1071 Repeal to Protect Small Business Lending Act
The 1071 Repeal to Protect Small Business Lending Act would eliminate the small business loan data collection requirements currently imposed under the Equal Credit Opportunity Act (ECOA) by removing Section 704B. Those data collection rules were added to ECOA as part of the Dodd-Frank Act. The bill argues that repealing these requirements will reduce regulatory costs for financial institutions—especially smaller banks and credit unions—and potentially improve access to credit for small businesses by easing compliance burdens. In addition to repealing the data collection rule, the bill makes conforming amendments to remove references to the repealed section across the Dodd-Frank Act and ECOA, effectively undoing the regulatory framework that supported small business loan data reporting. In short: the bill repeals small business loan data reporting under ECOA, trims related regulatory references, and bases the repeal on reducing costs and barriers for lenders, with the aim of expanding small business credit access.
Key Points
- 1Repeal of ECOA Section 704B: The bill repeals the small business loan data collection and reporting requirements that were added to ECOA (as implemented via Dodd-Frank Section 1071).
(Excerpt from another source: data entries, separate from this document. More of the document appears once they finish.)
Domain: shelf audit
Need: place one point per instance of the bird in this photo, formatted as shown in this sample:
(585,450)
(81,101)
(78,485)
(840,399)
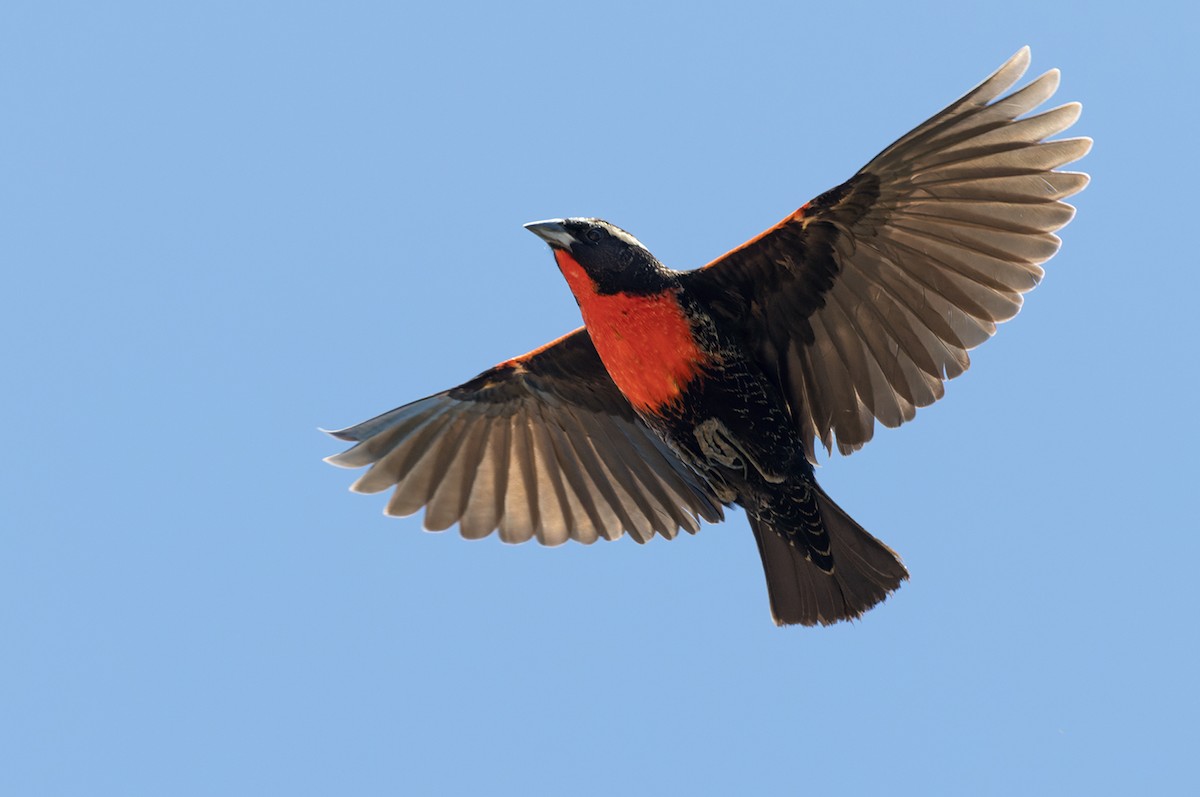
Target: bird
(689,391)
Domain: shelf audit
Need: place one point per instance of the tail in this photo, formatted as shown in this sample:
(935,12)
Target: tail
(803,586)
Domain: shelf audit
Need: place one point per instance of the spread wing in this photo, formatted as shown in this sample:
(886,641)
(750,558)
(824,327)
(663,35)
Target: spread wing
(867,299)
(543,445)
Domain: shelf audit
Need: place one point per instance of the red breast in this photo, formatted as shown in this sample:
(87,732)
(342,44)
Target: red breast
(645,341)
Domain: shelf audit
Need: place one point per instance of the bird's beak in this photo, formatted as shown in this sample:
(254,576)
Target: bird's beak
(552,232)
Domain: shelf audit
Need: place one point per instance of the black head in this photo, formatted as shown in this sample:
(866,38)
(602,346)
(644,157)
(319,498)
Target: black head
(616,261)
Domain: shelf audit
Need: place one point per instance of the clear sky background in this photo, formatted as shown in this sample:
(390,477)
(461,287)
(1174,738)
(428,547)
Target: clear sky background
(225,225)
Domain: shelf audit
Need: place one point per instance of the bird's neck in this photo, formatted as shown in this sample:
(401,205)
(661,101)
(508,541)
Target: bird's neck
(645,340)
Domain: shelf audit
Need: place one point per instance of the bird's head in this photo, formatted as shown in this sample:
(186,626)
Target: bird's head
(598,257)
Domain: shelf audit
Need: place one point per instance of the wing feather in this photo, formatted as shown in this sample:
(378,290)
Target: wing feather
(867,299)
(540,447)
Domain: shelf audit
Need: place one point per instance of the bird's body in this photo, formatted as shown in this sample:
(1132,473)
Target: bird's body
(688,390)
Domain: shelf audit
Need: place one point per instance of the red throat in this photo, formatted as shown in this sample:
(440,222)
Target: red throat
(645,341)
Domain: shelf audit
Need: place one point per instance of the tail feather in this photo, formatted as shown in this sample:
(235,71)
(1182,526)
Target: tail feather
(865,570)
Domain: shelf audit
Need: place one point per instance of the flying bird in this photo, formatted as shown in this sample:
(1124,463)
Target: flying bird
(689,391)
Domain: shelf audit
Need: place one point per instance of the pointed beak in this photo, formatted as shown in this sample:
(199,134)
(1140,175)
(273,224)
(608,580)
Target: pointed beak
(552,232)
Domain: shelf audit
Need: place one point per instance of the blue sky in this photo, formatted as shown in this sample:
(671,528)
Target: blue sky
(225,226)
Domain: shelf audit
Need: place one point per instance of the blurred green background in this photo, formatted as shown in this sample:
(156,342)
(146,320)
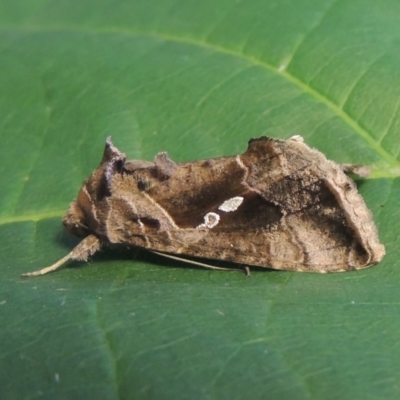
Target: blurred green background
(196,79)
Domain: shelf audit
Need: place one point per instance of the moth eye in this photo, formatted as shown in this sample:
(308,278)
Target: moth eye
(143,185)
(347,187)
(150,223)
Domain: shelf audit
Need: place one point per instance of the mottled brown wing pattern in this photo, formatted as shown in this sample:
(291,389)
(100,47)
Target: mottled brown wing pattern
(280,205)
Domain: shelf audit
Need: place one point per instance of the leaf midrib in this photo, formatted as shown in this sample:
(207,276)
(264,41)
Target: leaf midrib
(393,165)
(391,170)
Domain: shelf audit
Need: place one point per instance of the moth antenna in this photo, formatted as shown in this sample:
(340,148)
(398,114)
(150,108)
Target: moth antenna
(194,262)
(81,252)
(361,170)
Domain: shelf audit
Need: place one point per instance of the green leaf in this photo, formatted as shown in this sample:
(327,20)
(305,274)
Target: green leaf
(196,79)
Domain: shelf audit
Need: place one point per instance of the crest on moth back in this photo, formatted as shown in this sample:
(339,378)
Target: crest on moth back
(279,205)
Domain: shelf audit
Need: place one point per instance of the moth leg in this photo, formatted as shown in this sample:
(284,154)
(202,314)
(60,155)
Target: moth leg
(357,169)
(81,252)
(194,262)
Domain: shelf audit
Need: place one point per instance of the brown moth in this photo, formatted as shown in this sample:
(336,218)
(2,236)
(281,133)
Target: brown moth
(279,205)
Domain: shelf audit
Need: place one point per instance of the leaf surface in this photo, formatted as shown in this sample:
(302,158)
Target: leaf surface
(196,79)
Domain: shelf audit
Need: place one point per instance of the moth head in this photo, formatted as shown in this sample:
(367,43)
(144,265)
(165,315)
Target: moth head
(75,220)
(81,217)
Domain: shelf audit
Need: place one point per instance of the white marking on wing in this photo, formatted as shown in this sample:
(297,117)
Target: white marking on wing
(210,220)
(231,204)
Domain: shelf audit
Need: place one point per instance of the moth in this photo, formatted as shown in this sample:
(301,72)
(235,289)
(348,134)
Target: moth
(279,205)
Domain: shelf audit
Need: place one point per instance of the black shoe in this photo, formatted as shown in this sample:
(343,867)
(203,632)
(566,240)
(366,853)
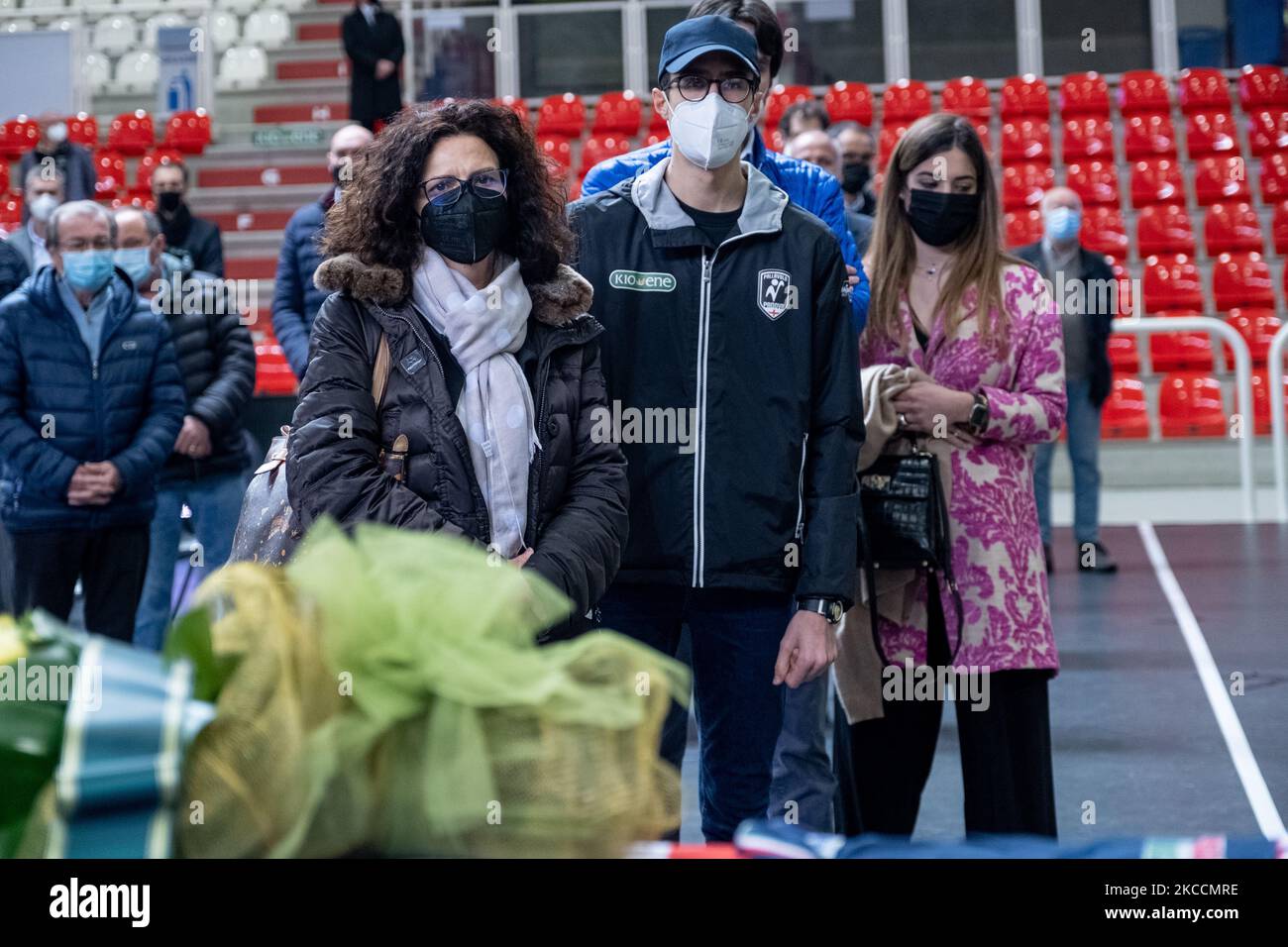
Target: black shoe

- 2Conforming amendments to Dodd-Frank: The bill removes the item related to Section 1071 from the Dodd-Frank Act’s table of contents and strikes Section 1071 itself from the law.
- 3Conforming amendments to ECOA: The bill removes Section 704B from the ECOA’s table of contents and makes its textual changes to the Act (including adjusting certain subsections) to reflect the repeal.
- 4Rationale and findings: The bill cites increased compliance costs and potential reductions in small business lending access, with disproportionate effects on smaller institutions like community banks and credit unions, as motivation for the repeal.
- 5Short title: The act is formally named the “1071 Repeal to Protect Small Business Lending Act.”